Pretty Tables in Pythonic Emails

Written on November 1, 2017
[ automation  python  wwe  ]

So you have a pandas DataFrame. Great!

Now make it look pretty in a PDF file, or an email. How do you do it?

First Shot: Tabulate

The first way I figured out was to use the tabulate module.

pip install tabulate
html_table = tabulate(df, headers=tbl.columns, tablefmt="html") 
text_tables= tabulate(tbl, headers=tbl.columns, tablefmt="grid") 

Second is the Best: Pandas

Then I found out you never really need to leave pandas!

I mean, yea, I knew about df.to_csv() and df.to_pickle(), but I guess I was ignorant to all the other amazing to_xyz() functions.

Here are just a few:

df.to_string()
df.to_html()
df.to_csv()
df.to_excel()
df.to_latex()
df.to_json()
df.to_dict()
df.to_clipboard()

# Remove that index
df.to_html(index=False)

There are actually quite a few more than this, but that should be enough to make my point!

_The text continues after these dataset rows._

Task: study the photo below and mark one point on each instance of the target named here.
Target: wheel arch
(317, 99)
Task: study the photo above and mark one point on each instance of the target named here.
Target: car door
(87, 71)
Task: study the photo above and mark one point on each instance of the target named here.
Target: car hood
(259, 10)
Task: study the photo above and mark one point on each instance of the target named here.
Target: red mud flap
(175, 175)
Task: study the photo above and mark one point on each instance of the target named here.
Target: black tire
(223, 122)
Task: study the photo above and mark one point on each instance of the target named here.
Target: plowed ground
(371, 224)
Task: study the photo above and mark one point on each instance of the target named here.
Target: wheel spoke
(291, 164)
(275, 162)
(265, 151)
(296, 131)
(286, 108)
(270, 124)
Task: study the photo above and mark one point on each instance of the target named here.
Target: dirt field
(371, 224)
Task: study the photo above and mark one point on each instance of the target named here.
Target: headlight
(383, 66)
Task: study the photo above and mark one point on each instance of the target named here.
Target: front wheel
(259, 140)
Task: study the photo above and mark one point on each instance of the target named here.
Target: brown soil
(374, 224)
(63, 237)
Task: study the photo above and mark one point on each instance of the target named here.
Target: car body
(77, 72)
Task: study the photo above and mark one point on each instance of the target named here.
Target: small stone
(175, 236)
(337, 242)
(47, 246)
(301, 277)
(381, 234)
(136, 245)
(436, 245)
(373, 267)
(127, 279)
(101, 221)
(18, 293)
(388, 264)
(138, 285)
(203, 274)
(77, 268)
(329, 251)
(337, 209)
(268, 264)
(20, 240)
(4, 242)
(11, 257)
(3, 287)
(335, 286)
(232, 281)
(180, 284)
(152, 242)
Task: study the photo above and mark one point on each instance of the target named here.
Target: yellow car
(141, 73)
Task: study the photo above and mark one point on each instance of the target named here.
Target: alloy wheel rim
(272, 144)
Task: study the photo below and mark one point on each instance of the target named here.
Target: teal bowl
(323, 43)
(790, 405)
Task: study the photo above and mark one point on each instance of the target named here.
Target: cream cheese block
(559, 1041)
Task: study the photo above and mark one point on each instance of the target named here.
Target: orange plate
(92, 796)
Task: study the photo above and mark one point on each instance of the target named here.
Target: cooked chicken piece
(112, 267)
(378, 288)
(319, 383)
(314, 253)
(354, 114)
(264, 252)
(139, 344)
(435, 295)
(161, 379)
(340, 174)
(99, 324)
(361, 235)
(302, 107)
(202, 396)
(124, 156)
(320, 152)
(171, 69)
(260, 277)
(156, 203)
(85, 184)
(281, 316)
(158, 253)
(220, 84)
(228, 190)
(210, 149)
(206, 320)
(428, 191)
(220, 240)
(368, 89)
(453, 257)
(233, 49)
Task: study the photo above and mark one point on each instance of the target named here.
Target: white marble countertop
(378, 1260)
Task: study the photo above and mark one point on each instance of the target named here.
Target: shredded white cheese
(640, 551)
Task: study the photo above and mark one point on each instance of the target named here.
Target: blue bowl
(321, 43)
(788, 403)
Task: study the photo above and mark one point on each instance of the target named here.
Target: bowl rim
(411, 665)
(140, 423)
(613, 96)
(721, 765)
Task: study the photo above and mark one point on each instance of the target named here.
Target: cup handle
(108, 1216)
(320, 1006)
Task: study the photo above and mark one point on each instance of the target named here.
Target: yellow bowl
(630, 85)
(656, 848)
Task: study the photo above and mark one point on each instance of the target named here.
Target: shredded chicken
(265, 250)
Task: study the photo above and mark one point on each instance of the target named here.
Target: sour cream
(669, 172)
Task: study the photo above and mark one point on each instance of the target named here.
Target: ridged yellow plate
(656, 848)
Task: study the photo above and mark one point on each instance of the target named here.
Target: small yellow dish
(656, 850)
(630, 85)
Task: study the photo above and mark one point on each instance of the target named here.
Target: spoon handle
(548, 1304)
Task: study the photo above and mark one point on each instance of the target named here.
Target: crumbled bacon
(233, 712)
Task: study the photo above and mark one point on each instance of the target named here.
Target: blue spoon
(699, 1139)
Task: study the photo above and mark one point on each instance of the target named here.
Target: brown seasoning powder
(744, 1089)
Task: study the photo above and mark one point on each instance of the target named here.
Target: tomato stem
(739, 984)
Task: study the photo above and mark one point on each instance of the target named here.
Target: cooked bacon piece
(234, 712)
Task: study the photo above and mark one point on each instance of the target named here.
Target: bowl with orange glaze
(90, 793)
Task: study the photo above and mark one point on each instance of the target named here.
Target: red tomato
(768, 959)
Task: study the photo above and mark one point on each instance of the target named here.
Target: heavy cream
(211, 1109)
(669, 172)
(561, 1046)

Pandas & Cascading Style Sheets

Even better, you can format your pandas DataFrames. It’s pretty crazy.

For example,

df.style.render()

This is different than df.to_html() in that the latter produces bare-bones HTML for your table, while the former is anything but bare bones…

More importantly, df.style.render() generalizes quite a bit and gives a lot of control. To be fair, it seems that the to_html() method also has a bit more power if you want it.

Get rid of index when using .render()

It’s a little trickier to get rid of that pesky index when using the .render() method, but it’s not impossible.

styles = [ dict(selector = "th:first-child", props = [('display', 'none')]) ]
df.style.set_table_styles(styles).render()

Get cool bar plot background

I’m telling you – this really started to make my HTML email looks sweet as pie.

df.style.bar().render()

And now: Have Your WTF Moment

Everything looked beautiful on my Mac’s Outlook… Then I went to show off to a co-worker who has a PC.

Short story short: The email did not look beautiful on his PC.

Yuck.

I then began testing on the web version of Office 365 / Outlook… It, too, did not receive the email in a beautiful state. Also, add Gmail to the list…and likely any email platform I was not actively testing on all day.

Here it is on Gmail, where the yucky table looks yucky yet again, but in its own unique way:

Where did I go wrong? Well, it’s just like when I used to play with website design: if your only test you website on Chrome, it will probably still look OK in Safari, though you should be thinking cross-platform from the get-go). But without a stroke of magic, luck, or both, your site might not even work on Internet Explorer. Turns out, you need to think cross-platform from the get-go when designing HTML emails as well…which makes sense, but is annoying AF.